Dans un communiqué officiel rendu public ce mercredi 28 janvier 2026, le directeur général de l’AGASA, le Dr Jean Delors Biyogue Bi Ntougou, rappelle que l’exercice des métiers de l’alimentation de rue est strictement encadré par la réglementation nationale. Conformément à l’article 4 du décret n°000326/PR/MAEPA du 27 août 2020, seules les personnes physiques ou morales ayant bénéficié d’une formation aux bonnes pratiques d’hygiène alimentaire et environnementale sont autorisées à exercer ces activités sur l’ensemble du territoire.
À Libreville comme dans l’arrière-pays, l’alimentation de rue fait partie intégrante du quotidien de milliers de Gabonais. Rapide, accessible et souvent bon marché, elle constitue une solution essentielle pour de nombreuses familles. Mais derrière cette pratique largement répandue se cachent aussi des risques sanitaires parfois graves, liés aux conditions de préparation, de conservation et de manipulation des aliments. C’est pour répondre à ces enjeux de santé publique que l’Agence gabonaise de sécurité alimentaire (AGASA) a décidé de renforcer l’application des textes en vigueur.

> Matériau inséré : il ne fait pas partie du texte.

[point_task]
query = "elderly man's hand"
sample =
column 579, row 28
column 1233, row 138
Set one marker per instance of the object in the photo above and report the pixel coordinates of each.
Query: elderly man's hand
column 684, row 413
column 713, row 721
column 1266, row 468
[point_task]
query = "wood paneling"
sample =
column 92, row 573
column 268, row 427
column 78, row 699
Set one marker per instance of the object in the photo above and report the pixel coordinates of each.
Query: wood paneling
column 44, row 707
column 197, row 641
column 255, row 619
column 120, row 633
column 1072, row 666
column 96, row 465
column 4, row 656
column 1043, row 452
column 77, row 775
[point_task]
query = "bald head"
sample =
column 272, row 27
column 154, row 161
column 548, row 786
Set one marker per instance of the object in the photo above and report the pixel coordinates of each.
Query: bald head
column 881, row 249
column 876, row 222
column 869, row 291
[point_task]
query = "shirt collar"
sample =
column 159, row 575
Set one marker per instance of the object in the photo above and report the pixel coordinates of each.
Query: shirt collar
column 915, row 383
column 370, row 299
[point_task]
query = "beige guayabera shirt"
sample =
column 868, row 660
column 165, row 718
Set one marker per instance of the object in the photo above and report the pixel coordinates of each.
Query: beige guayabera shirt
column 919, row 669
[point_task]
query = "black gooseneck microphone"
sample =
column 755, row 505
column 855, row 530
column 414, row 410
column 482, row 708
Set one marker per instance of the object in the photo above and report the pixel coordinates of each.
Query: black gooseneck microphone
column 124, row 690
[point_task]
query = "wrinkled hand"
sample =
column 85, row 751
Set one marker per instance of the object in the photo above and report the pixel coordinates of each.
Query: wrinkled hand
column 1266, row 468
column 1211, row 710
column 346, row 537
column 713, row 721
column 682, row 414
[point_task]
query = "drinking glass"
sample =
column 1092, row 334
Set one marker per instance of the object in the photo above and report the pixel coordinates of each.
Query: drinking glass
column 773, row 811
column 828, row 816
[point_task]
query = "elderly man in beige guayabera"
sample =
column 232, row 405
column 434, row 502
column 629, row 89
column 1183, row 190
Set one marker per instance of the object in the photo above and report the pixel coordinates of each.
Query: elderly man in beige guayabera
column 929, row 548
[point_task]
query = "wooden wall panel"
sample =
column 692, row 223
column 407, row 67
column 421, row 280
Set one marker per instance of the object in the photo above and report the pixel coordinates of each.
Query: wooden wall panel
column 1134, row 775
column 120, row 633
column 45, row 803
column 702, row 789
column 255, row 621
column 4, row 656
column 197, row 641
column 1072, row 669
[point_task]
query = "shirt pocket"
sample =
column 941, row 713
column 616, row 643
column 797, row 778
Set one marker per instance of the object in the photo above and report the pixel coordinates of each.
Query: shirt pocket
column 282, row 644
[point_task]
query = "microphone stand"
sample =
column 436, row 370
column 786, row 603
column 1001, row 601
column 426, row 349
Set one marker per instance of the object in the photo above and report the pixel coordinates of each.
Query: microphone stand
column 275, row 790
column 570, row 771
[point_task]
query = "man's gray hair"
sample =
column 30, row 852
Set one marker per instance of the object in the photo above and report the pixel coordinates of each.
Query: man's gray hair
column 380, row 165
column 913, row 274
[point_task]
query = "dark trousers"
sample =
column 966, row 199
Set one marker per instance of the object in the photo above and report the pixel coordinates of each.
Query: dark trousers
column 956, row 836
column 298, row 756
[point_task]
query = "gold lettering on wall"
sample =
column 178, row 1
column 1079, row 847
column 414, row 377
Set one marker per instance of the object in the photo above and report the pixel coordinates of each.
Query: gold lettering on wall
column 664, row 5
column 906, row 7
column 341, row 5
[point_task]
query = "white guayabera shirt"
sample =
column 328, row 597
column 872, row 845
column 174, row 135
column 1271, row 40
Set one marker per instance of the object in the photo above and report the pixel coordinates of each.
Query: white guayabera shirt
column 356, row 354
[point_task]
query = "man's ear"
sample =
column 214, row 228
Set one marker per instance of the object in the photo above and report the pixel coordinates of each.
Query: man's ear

Le message se veut sans équivoque : « toute personne exerçant une activité d’alimentation de rue sans formation certifiée et sans justificatif valide est désormais considérée en situation d’irrégularité ». Une telle situation expose les contrevenants à des sanctions administratives prévues par la loi, notamment une amende administrative ou une suspension temporaire de l’activité assortie d’une amende, conformément à l’article 11 du décret susmentionné.
Dans ce cadre, chaque acteur du secteur est tenu de présenter, à toute réquisition des services de contrôle compétents, le document attestant de la formation requise. Les services techniques de l’AGASA procéderont, dans les prochains jours, à des opérations de contrôle sur le terrain, combinant actions de sensibilisation, vérification des autorisations et application de sanctions en cas de manquement constaté.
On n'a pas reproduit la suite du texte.